Stanisław Antoni Szczuka h. Grabie  (1654 – May 19, 1710) was a Polish noble (szlachcic), talented politician and political writer.

Stanisław Antoni was son of a serviceman Stanisław Szczuka h. Grabie and Zofia Szpilewska de domo Neronowiczów. His father was taken hostage by Russians during the Russo-Polish War. Stanisław Antoni had two siblings: brother Gracjan Michał and sister Anna.

He married Konstancja Maria Anna Potocka h. Piława on February 6, 1695, the daughter of starost of Janów Bogusław Potocki h. Piława.

He was a Recorder of the Crown (referendarz koronny) in 1688, deputy of Polish–Lithuanian Commonwealth in Ducal Prussia in 1690, Deputy Chancellor of Lithuania from 1699.

Szczuka was born to a middle-class szlachta family and educated in Wilno and Kraków. Because of his own ability and hard work he achieved high offices in the Republic. He began his political career in 1675 as secretary of King Jan III Sobieski. In 1696 he became an adviser to August II.

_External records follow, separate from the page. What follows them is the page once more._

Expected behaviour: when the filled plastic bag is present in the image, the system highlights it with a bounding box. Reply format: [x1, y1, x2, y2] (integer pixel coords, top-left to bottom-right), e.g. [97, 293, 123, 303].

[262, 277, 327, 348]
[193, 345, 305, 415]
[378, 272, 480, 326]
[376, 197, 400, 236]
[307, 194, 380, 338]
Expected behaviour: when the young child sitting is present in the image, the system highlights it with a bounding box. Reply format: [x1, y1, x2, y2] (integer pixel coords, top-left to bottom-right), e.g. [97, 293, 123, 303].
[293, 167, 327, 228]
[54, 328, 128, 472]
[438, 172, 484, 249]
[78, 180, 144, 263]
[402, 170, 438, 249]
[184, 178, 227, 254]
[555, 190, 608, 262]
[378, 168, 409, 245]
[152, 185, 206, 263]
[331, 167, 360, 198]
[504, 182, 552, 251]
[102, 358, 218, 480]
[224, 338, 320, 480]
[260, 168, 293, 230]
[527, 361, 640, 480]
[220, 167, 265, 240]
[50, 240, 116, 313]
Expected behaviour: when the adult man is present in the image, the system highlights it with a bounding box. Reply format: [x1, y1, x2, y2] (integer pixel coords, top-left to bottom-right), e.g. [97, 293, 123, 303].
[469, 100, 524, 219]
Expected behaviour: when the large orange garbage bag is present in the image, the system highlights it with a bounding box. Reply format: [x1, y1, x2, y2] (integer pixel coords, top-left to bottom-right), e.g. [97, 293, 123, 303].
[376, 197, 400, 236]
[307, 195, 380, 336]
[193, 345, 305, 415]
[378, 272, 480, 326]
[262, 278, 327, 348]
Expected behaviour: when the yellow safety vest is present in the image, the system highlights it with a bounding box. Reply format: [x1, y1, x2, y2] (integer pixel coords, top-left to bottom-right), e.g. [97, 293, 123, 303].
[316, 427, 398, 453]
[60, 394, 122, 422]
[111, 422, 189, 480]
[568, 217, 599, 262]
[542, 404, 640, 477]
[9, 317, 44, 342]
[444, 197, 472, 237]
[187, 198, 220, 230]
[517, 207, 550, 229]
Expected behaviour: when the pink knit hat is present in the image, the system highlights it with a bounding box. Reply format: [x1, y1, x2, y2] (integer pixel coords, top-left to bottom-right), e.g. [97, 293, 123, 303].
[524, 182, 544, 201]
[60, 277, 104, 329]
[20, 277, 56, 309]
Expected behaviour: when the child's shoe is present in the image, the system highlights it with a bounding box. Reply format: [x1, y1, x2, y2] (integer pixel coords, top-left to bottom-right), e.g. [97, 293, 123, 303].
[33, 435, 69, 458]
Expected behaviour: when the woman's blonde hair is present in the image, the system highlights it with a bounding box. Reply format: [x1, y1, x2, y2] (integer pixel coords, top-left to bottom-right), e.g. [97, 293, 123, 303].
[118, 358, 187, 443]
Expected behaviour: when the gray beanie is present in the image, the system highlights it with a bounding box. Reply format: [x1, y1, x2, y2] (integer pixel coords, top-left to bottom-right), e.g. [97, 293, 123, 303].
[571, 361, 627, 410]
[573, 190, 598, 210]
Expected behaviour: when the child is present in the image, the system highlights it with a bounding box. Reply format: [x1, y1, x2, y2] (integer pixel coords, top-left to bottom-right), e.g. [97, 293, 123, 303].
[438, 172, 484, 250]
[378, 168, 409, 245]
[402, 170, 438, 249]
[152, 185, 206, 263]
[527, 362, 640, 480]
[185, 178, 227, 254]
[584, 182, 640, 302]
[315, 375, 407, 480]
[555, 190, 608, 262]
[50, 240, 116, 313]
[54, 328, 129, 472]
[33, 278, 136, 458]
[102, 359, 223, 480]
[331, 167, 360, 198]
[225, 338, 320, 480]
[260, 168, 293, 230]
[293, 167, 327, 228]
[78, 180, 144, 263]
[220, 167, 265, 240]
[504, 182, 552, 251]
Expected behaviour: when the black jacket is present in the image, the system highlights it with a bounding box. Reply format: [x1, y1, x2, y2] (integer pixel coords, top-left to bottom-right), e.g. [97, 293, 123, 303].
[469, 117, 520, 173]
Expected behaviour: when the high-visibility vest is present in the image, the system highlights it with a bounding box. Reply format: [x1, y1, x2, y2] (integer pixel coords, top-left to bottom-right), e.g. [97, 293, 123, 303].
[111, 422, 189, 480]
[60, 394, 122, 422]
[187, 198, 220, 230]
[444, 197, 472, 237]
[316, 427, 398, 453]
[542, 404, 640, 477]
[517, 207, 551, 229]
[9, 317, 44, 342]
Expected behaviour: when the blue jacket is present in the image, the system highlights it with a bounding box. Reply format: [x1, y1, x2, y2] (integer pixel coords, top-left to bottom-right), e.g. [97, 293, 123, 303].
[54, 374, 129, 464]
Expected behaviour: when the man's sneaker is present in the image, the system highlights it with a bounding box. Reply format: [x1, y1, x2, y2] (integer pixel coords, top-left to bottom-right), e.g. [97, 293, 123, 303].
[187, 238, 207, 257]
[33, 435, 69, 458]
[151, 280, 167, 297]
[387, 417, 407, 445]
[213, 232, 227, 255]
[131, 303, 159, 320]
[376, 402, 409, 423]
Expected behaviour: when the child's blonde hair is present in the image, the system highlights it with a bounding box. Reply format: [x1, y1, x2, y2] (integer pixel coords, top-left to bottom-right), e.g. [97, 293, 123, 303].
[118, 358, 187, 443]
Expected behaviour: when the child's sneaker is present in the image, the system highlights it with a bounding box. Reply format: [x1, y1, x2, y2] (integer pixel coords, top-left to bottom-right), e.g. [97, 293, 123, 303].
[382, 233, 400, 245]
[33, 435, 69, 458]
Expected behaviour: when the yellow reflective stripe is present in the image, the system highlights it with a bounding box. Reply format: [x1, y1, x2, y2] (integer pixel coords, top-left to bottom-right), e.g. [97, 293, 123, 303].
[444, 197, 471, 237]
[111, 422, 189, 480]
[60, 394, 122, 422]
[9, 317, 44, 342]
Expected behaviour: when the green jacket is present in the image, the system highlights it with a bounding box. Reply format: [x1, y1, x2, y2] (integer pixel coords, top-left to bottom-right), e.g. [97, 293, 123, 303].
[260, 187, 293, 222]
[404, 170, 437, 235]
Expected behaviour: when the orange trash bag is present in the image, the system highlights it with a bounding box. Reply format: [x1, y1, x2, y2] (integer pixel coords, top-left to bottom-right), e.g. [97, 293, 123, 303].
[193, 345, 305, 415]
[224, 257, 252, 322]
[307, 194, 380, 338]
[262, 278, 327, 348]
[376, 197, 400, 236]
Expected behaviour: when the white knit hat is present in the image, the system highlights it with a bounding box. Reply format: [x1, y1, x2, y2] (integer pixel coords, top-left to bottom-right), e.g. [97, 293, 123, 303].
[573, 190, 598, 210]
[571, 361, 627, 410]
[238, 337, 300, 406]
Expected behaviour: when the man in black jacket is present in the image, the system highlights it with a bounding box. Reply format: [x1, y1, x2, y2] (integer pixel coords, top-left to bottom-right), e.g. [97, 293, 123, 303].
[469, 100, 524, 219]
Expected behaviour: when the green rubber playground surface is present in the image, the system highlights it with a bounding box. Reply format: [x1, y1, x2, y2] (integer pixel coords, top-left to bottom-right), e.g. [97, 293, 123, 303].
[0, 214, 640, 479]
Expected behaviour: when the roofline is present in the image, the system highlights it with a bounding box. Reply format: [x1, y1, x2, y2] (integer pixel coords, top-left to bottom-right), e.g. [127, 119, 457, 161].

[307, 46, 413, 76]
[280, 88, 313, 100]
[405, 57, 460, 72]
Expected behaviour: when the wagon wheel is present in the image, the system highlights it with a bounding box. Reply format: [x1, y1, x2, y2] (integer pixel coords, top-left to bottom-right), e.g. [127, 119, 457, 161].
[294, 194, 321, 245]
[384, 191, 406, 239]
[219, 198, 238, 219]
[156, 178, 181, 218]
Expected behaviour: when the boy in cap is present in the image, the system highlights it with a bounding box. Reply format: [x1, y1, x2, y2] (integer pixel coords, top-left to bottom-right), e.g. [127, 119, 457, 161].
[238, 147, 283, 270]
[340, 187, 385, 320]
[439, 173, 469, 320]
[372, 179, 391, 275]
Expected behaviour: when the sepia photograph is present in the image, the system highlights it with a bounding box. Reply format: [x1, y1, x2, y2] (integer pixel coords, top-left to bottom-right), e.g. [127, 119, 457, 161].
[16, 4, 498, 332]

In 1706 he changed sides and became a supporter of Stanisław Leszczyński.

He was a notable political writer and Sejm orator. He also proposed the opening of public schools free of charge.

As Sejm Marshal he led the extraordinary Sejm on November 17, 1688 – April 1, 1689 and the pacification Sejm on June 16–30, 1699 in Warsaw.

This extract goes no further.